In that case, Dublin City Council prosecuted the artists over a mural titled Think & Wonder. It appeared on the gable end of Granthams cafe, 5/6 Camden Market, Grantham Street, facing Pleasant Place, on the city’s south side in 2019.

The council accused the group, with an address at Zion Court, Rathgar, Dublin 6, of not complying with an enforcement notice to remove the mural.

The artists were not represented at the hearing but subsequently succeeded in getting the conviction and order set aside to allow a new trial. The case was listed again on Tuesday to select the date.

Judge Halpin ordered that it would take place on June 17th.

The council’s solicitor Michael Quinlan told Judge Halpin that another prosecution against the art group scheduled for March 3rd would also go back to a later date.

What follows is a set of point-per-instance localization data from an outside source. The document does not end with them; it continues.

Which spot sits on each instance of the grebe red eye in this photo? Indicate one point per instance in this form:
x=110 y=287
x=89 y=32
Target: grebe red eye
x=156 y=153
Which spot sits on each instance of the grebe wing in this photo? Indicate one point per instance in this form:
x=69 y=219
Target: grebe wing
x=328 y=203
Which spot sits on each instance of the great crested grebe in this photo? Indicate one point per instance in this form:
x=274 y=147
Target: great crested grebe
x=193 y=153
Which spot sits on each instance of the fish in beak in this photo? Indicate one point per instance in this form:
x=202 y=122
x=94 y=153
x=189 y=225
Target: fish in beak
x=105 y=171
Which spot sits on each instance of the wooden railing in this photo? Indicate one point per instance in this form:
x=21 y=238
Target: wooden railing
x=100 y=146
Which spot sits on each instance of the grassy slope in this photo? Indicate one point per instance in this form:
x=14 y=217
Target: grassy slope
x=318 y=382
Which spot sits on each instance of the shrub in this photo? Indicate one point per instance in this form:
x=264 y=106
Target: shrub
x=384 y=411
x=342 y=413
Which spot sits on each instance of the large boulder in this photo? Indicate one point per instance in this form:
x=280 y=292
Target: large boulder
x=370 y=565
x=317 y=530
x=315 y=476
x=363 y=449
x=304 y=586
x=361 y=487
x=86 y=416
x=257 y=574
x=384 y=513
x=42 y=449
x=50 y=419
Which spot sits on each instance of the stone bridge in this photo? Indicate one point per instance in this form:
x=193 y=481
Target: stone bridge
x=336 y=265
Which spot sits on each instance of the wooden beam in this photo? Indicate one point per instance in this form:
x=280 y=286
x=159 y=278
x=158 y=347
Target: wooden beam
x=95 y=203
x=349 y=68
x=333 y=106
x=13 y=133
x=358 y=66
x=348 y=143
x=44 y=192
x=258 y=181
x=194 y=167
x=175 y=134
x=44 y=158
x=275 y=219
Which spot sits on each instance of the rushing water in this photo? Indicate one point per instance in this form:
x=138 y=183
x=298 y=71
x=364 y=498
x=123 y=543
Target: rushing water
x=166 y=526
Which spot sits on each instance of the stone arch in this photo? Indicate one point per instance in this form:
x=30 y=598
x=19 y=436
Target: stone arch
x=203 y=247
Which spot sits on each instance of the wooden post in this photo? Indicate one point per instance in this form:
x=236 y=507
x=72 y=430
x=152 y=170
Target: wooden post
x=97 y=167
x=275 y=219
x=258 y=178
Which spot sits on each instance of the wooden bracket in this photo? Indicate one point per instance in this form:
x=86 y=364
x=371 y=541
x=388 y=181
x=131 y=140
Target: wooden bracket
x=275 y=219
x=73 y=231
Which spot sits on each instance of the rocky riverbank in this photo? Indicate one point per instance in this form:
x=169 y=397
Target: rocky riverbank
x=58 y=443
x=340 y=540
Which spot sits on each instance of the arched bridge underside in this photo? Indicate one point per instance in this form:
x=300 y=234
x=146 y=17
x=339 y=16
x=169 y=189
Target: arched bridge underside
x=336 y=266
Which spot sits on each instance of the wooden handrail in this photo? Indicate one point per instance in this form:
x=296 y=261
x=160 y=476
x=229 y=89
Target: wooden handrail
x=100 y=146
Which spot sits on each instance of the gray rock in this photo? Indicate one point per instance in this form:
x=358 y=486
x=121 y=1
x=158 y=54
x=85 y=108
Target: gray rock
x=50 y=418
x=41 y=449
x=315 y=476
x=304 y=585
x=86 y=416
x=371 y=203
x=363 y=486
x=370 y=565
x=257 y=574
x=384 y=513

It related to the Attenborough mural just off the South Circular Road and the Horseboy painting on a gable end just off Church Street, Dublin 7.

Judge Halpin ordered it be heard on June 16th, and he noted expert witnesses would be called to give evidence.

He said the issue would be whether each mural constituted a development or had artistic licence if it were not a development.

Describing it as an interesting case, the judge said the evidence about the Attenborough and Horseboy paintings could truncate the evidence in the following day’s hearing over the Think & Wonder mural.